Wednesday, March 9, 2011
Class 14 Take Aways
Small is Beautiful
This class completed our segment on game theory in practice. It also marks the end of the first half of the course. In this unit, we learned how a "small is beautiful" strategy can allow an entrant to prosper even if it lacks any form of competitive advantage whatsoever. The key is the correct marketing mix---targeting only a subsegment of consumers and charging prices much lower than the incumbent. The strategy works because the incumbent lacks the flexibility to price discriminate between targeted and untargeted customers. It's another example of how outward thinking can create new uses for standard tools (like targeting).

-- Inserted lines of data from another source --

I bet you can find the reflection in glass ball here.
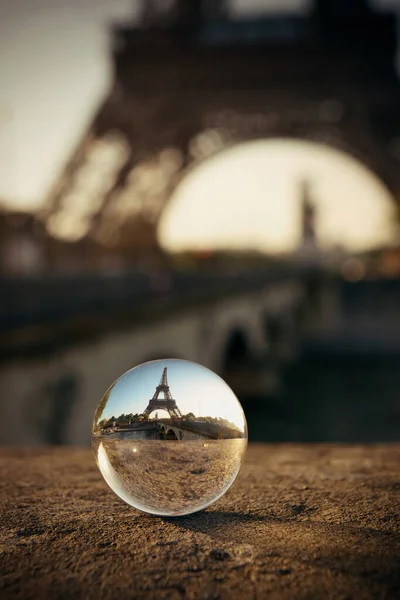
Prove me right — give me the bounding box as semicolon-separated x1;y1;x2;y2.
92;359;247;516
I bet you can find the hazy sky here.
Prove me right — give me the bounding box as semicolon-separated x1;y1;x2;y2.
159;140;396;252
0;0;398;208
100;360;244;428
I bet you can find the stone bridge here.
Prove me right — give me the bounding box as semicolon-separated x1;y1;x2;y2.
0;269;316;444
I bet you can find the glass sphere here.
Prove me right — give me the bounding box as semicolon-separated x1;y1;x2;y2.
92;359;247;516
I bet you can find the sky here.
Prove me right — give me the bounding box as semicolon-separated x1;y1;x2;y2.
100;359;244;429
159;140;397;253
0;0;400;210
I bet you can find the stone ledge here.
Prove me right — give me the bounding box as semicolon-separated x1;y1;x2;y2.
0;444;400;600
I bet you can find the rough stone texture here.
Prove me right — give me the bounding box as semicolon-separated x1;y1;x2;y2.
0;444;400;600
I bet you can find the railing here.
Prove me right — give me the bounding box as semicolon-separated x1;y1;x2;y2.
0;267;310;331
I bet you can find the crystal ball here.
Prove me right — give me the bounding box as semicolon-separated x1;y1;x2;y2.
92;359;247;516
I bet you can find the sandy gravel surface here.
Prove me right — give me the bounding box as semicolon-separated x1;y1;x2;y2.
94;436;247;516
0;444;400;600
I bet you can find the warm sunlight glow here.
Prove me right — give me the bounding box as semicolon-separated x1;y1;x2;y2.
159;139;397;253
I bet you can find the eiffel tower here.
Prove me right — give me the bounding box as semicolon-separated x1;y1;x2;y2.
143;367;182;418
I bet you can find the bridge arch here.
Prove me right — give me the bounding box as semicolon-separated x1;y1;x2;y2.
158;138;397;254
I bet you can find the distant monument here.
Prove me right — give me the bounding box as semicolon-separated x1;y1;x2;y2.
143;367;182;418
296;179;321;262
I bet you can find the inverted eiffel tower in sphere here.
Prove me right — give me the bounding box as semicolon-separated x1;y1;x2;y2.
143;367;182;418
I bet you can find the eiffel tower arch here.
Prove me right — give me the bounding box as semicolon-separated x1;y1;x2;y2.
46;0;400;242
143;367;182;418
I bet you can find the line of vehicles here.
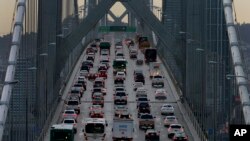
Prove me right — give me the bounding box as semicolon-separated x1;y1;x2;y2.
50;33;187;141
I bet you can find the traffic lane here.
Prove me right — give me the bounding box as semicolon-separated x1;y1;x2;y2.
126;37;191;140
126;46;174;141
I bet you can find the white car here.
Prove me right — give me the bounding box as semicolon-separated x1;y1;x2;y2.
115;71;126;80
135;87;147;97
161;104;174;115
163;116;178;127
134;82;143;91
80;70;89;77
62;118;77;133
155;89;167;100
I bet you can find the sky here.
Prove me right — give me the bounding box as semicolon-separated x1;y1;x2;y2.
0;0;250;36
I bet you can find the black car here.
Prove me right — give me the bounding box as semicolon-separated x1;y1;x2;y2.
134;74;145;85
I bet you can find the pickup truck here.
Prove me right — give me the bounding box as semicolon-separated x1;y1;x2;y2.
152;75;164;88
139;114;155;129
112;118;134;141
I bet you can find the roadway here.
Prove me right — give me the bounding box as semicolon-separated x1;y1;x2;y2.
45;33;194;141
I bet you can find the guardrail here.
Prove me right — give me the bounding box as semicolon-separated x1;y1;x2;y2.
223;0;250;124
0;0;26;141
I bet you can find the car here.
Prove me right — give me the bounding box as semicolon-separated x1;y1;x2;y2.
86;55;95;62
136;58;143;65
134;74;145;85
88;72;98;80
115;51;124;59
152;75;164;88
135;87;147;97
168;124;184;139
93;77;105;88
172;132;188;141
155;89;167;100
76;76;87;90
62;118;77;133
65;96;81;114
80;70;89;77
92;97;104;107
82;60;94;68
72;83;85;97
138;113;155;129
133;82;144;91
92;92;104;99
145;129;160;141
136;97;150;106
92;87;107;95
163;116;178;128
161;104;174;115
114;91;128;105
98;70;108;79
69;87;81;100
86;47;96;54
62;109;77;119
90;43;98;52
114;87;126;93
115;71;126;80
89;105;104;118
114;105;128;117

Formally, the entrant looks forward and reasons back. It's targeting and pricing strategy determine the "game" played by the incumbent. In this game, the entrant wants the incumbent to accommodate (so it needs to both make fighting costly by setting a low price and accommodating relatively painless by not targeting too many customers. Here, the marketing mix is for the benefit of the rival, not as a means to capture value from consumers.
When does this strategy fail? It obviously fails if the incumbent can price discriminate. It also fails if the entrant cannot commit to stay small. Imagine a longer game where the entrant can increase its targeting in each period. In that game, the incumbent might well decide to crush the entrant early, even though this fight is more costly than accommodating in the short run, simply to head off the entrant growing larger in the future.
The small is beautiful strategy is closely tied to the puppy dog ploy we saw earlier. In both cases, the idea was to be as non-threatening as possible so as to avoid provoking an aggressive response.